From mboxrd@z Thu Jan  1 00:00:00 1970
From: George Dunlap <george.dunlap@eu.citrix.com>
Subject: Re: credit2 question
Date: Thu, 24 Jan 2013 10:56:19 +0000
Message-ID: <51011353.1020709@eu.citrix.com>
References: <5100F37702000078000B8FC2@nat28.tlf.novell.com>
	<5101039E.4060504@eu.citrix.com>
	<5101159F02000078000B90DC@nat28.tlf.novell.com>
	<510107E7.7050701@eu.citrix.com>
	<51011E2802000078000B910E@nat28.tlf.novell.com>
Mime-Version: 1.0
Content-Type: text/plain; charset="us-ascii"; Format="flowed"
Content-Transfer-Encoding: 7bit
Return-path: <xen-devel-bounces@lists.xen.org>
In-Reply-To: <51011E2802000078000B910E@nat28.tlf.novell.com>
List-Unsubscribe: <http://lists.xen.org/cgi-bin/mailman/options/xen-devel>,
	<mailto:xen-devel-request@lists.xen.org?subject=unsubscribe>
List-Post: <mailto:xen-devel@lists.xen.org>
List-Help: <mailto:xen-devel-request@lists.xen.org?subject=help>
List-Subscribe: <http://lists.xen.org/cgi-bin/mailman/listinfo/xen-devel>,
	<mailto:xen-devel-request@lists.xen.org?subject=subscribe>
Sender: xen-devel-bounces@lists.xen.org
Errors-To: xen-devel-bounces@lists.xen.org
To: Jan Beulich <JBeulich@suse.com>
Cc: xen-devel <xen-devel@lists.xen.org>
List-Id: xen-devel@lists.xenproject.org

On 24/01/13 10:42, Jan Beulich wrote:
>>>> On 24.01.13 at 11:07, George Dunlap <george.dunlap@eu.citrix.com> wrote:
>> On 24/01/13 10:06, Jan Beulich wrote:
>>>>>> On 24.01.13 at 10:49, George Dunlap <george.dunlap@eu.citrix.com> wrote:
>>>> On 24/01/13 07:40, Jan Beulich wrote:
>>>>> George,
>>>>>
>>>>> I'm getting puzzled by the second c2t() invocation in
>>>>> csched_runtime(): Why is the difference of credits being passed
>>>>> here? Doesn't that (unless svc->credit is non-positive, i.e. in all
>>>>> but unusual cases) guarantee time > ntime, and particularly
>>>>> allow for negative ntime?
>>>> Ah, right -- yes, if the other guys' credit is positive, "ntime" is
>>>> guaranteed to be lower.  Since c2t() involves integer division, it would
>>>> definiteyl be good to get rid of the extra call if we can.
>>>>
>>>> My general principle is to make the code clear and easily readable
>>>> first, and then do optimization afterwards -- in this case I just never
>>>> came back and did the optimization step.
>>> Oh, I wasn't thinking of just the optimization. It seemed wrong to
>>> me to do the subtraction there in the first place: "time" is being
>>> calculated from a plain value, so why would "ntime" be calculated
>>> from a delta?
>> Ah, right -- so the idea here was to run until snext->credit was equal
>> to svc->credit.  That's why the delta.
> Which then means that under normal circumstances you would
> always only run each vCPU for CSCHED_MIN_TIMER, which
> seems quite odd.

Only when both domains are burning cpu -- which in my tests, even for 
very busy domains, was very rarely the case.  This is particularly in 
the case of HVM domains, where there are regular MMIO accesses that 
throw everything into a bit of a kilter. :-)
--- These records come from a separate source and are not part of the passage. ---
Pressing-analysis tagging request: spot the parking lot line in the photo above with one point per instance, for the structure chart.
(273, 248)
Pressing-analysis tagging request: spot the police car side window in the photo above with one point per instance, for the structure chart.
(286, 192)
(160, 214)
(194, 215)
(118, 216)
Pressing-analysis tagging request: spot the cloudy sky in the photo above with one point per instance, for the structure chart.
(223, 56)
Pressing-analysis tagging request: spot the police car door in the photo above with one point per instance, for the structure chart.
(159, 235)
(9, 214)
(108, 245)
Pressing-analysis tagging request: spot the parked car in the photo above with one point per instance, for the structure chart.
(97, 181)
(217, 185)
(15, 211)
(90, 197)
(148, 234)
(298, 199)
> Wouldn't it be more fair to do e.g.
>
>              if ( time > ntime )
>                  time = (time + ntime) / 2;
>
> since otherwise at the expiry of the time the two vCPU-s have
> equal credit, whereas you would generally expect a vCPU that
> just finished running to have lower credit than the next one to
> run?

The divide by two thing would either get just variations of runtimes, or 
always MAX_TIMER.  Suppose we have "burner" vcpus v1 and v2 (and we 
didn't have the 'max'): Just after the "reset", everyone's credit is 
around 10ms; so this would cause v1 to run for (10+(10-10))/2 == 5ms, 
then v2 to run for (10+(10-5))/2=7.5ms (!), then v1 to run for 
(5+(5-2.5))/2 = 3.75ms, &c.

We could do the average after applying MAX, but then you just get a 
"steady state" for burners of (MIN+MAX)/2.
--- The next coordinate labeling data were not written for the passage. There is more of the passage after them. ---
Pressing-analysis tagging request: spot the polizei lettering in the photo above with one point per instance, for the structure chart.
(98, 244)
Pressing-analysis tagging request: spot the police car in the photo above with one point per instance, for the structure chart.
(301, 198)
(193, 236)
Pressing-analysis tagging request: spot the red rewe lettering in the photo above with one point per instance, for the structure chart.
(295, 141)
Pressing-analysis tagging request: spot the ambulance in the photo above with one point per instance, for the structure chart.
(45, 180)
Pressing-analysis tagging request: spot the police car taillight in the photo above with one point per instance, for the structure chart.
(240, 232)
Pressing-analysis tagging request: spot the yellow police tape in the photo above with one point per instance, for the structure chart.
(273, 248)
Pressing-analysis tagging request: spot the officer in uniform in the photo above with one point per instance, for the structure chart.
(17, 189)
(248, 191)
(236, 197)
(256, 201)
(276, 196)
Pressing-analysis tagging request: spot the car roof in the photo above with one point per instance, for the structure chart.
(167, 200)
In any case, scheduling is like economics: apparently simple minor 
changes can have really big effects, so you need to be very careful 
about changing things without doing experiments first; and I don't 
really have time at the moment.  The current one is known to be at least 
"not awful", so I think we should just stick with it until someone can 
take a proper look at potential alternatives. :-)

> But as you validly said earlier, avoiding the c2t() in cases where we
> can tell up front that "time" would end up below CSCHED_MIN_TIMER
> (particularly zero or negative) would be desirable. I'd prefer to
> leave doing that to you though.

I've already started. :-)

  -George